No entraré en si, a lo largo de estos años como presidente, Zapatero ha desafinado más de la cuenta, ha desenfocado una barbaridad o ha perdido muchos o pocos balones. Pero me gustaría recordar que, solo unas horas antes de que la gente le abucheara, el todavía presidente había indultado a Alfredo Sáenz, consejero delegado del Banco Santander. El banquero, condenado a tres meses de prisión e inhabilitación por el Tribunal Supremo, solo tendrá que pagar un máximo de 3.000 euros. El indulto impide la posibilidad de que Sáenz sea inhabilitado por el Banco de España.

Indultar es una cuestión peliaguda. Un ejercicio veleidoso y arbitrario que suele ser la guinda de políticas autoritarias. Cuentan que Franco lo hacía para celebrar sus erecciones: apenas una docena de indultos en cuarenta años. Y que Idi Amin indultaba a quienes se comía para que la carne supiese menos a bilis.

Indultar no es democrático, ni progresista, ni socialista. Indultar es autoritario, despótico y profundamente injusto. Para silbar a alguien que acaba de indultar a un banquero no hace falta tener, como dice Casqueiro, “mucho rencor, memoria destructiva, resentimiento, mala baba, el corazón espeso o la mezquindad en el cerebelo”. Para silbar al Zapatero que, con la que está cayendo, indulta a un banquero, quizá solo hay que tener un poco de sangre en las venas.

Pero la cosa no queda ahí. Con el eco de los famosos silbidos aún resonando, el indultador volvió a las andadas y levantó la pena a dos directivos de Azucarera Ebro condenados por fraude a la Unión Europea. La Audiencia Nacional les impuso en su día penas de nueve años y seis meses de cárcel por delitos contra la Hacienda de la Comunidad Europea y falsedad en documento público y mercantil, en un fraude que ascendió a 27 millones de euros.

Si ésta va a ser la línea de Zapatero, el indultador, en sus últimos días de gobierno, algunos energúmenos podemos llegar a pensar que el silbido se queda pequeño. Echamos de menos la cabeza de cochinillo.

 

Un motivo para NO ver la televisión

El Ejército Furioso

Autora: Fred Vargas.

Editorial: Siruela.

Gustan mucho los muertos vivientes en estos tiempos de crisis. Televisiones, cines y librerías rebosan zombis, vampiros y demás cadáveres en movimiento. Por eso resulta especialmente oportuno el tema elegido por la francesa Fred Vargas para su nuevo libro: el Ejército Furioso, una hueste de cadáveres andantes que imparte justicia en una pequeña población normanda. La tropa, una leyenda medieval que mantiene aterrorizados a los vecinos, ha regresado para sembrar de cadáveres de maleantes la región. O al menos eso piensa una señora que busca la ayuda del entrañable comisario Adamsberg para resolver el misterio.

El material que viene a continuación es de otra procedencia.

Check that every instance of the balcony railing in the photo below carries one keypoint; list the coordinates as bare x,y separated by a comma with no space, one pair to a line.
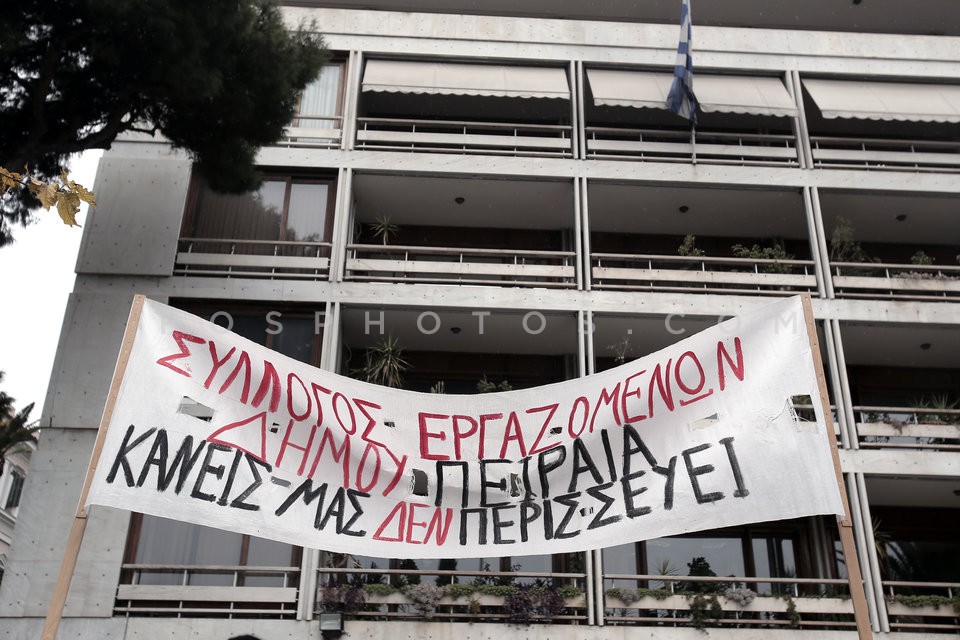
676,146
253,258
477,596
706,275
928,429
771,602
313,131
449,136
885,154
505,267
906,281
222,591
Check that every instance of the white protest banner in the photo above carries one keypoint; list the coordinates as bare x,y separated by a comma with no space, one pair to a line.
697,436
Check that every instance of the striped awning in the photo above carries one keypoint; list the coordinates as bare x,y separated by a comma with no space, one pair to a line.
724,94
450,78
886,100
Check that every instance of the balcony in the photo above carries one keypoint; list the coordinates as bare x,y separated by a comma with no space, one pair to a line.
746,120
475,108
900,281
892,246
253,258
638,242
918,428
278,231
705,275
451,136
442,595
209,590
422,229
917,131
445,265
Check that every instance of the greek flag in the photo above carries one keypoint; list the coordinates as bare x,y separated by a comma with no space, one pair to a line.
681,100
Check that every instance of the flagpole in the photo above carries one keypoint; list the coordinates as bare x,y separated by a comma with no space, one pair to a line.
860,613
59,598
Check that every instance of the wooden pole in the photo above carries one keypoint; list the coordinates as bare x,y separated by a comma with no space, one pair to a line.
860,612
55,611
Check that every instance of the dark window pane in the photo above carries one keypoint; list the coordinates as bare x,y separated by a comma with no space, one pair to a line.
306,217
250,216
295,338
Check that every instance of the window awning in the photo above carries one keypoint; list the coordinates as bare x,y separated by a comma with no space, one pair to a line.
724,94
886,100
443,78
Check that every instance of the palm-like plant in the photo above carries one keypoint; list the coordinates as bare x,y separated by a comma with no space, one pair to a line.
383,363
15,426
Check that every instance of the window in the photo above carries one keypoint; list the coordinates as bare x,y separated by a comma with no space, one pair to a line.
17,478
321,102
285,209
240,560
751,551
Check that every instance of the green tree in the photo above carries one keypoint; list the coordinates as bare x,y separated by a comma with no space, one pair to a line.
15,428
218,79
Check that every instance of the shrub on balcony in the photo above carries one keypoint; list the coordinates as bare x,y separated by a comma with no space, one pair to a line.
935,601
425,597
756,252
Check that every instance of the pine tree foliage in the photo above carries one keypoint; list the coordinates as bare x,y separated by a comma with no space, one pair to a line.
15,426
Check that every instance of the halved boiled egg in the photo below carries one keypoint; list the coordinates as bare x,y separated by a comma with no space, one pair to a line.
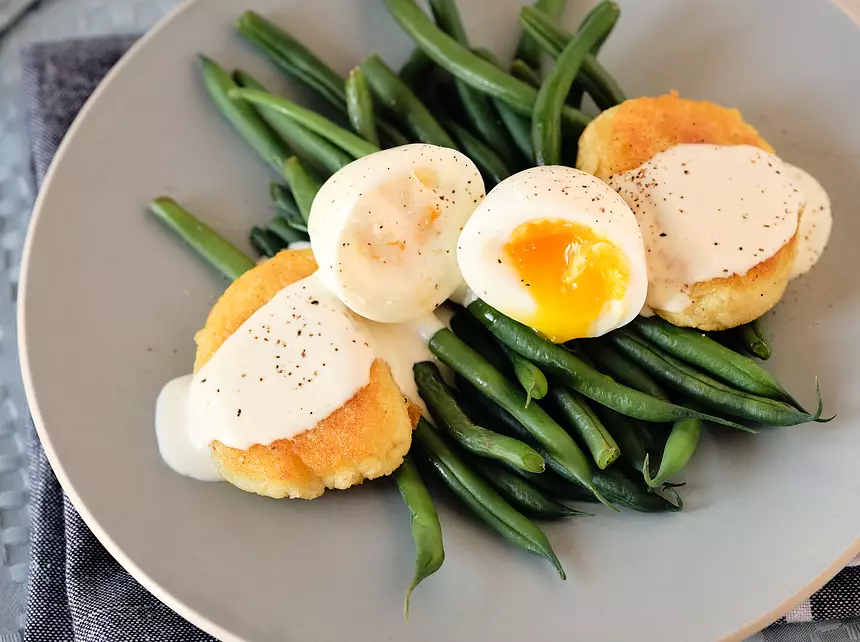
384,229
558,250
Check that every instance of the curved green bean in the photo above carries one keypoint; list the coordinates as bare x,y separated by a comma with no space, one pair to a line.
599,83
482,499
531,378
527,49
244,118
284,231
586,425
526,73
478,371
520,494
482,116
292,57
475,336
629,435
473,438
266,244
218,251
414,71
287,207
359,105
546,114
343,138
304,185
754,339
517,125
398,98
424,523
622,490
307,144
468,67
706,390
491,166
562,364
700,350
622,369
680,446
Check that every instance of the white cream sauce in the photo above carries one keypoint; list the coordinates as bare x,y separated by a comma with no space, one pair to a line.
706,212
291,364
402,345
815,223
172,431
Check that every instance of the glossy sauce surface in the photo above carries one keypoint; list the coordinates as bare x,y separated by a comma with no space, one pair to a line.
708,212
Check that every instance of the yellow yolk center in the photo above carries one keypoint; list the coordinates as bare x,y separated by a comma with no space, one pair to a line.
570,272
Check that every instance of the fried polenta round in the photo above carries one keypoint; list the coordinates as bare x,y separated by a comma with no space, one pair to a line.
626,136
365,438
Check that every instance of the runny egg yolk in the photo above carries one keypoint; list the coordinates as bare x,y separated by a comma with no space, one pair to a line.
571,273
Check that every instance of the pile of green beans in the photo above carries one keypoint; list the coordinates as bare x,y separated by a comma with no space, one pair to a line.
611,420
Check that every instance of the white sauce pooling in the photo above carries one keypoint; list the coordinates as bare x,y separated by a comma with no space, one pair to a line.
815,223
707,212
172,431
402,345
296,360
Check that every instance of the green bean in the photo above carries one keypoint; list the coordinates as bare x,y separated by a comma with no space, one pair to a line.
754,339
304,184
210,245
528,374
546,114
599,83
396,96
480,113
527,49
287,207
518,126
475,439
343,138
295,60
622,490
244,118
622,369
586,425
708,391
483,410
680,446
475,336
571,370
359,104
628,436
415,70
492,167
468,67
524,72
292,57
699,350
478,371
520,494
280,228
307,144
481,498
599,44
424,522
266,244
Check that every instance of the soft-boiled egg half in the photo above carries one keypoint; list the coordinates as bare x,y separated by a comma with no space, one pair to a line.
558,250
384,228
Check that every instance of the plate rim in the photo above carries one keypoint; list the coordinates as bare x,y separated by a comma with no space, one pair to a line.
193,616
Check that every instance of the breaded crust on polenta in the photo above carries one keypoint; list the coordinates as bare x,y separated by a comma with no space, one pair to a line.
627,135
365,438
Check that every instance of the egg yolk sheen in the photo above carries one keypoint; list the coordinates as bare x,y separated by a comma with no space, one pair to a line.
570,272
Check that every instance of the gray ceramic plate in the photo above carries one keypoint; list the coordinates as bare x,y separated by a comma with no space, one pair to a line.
110,302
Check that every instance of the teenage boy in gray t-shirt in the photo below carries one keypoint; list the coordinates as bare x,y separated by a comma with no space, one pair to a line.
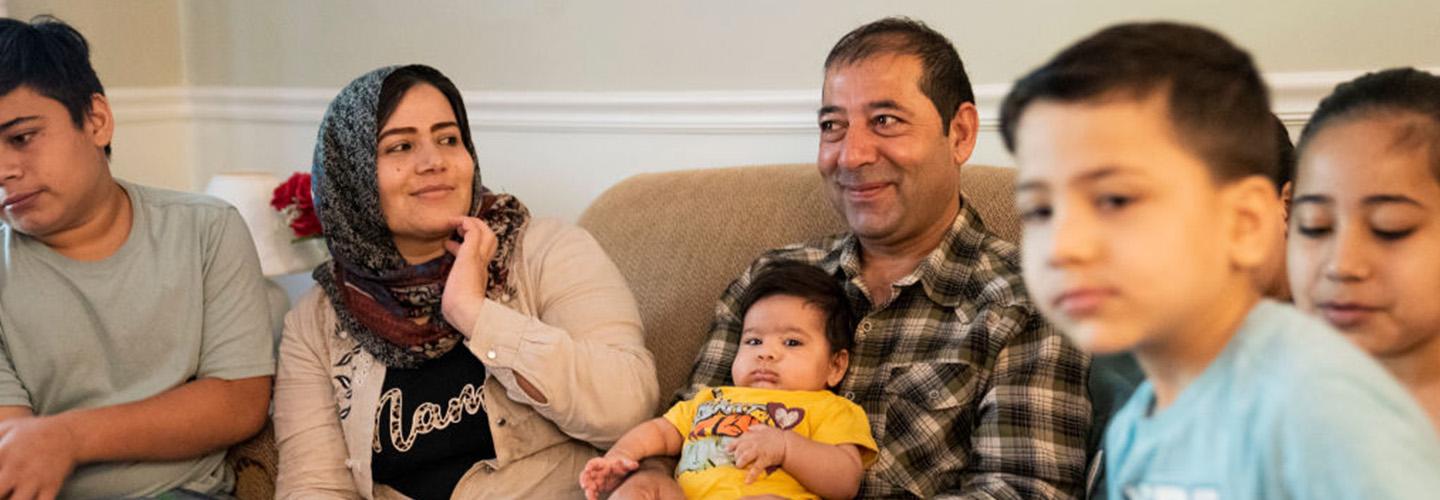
134,342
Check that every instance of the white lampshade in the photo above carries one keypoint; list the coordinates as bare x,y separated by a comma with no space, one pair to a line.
249,192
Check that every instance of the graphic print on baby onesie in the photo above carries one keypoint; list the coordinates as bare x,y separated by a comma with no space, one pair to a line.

Pero la cosa no queda aquí. Vargas añade a esta trama, ya de por si densa y compleja, un puñado de personajes increíbles: un joven pirómano, un palomo torturado, un hijo reencontrado… Con estos elementos la escritora parisina escribe una historia tan negra como fantástica, tan policiaca como macabra. Vargas en estado puro.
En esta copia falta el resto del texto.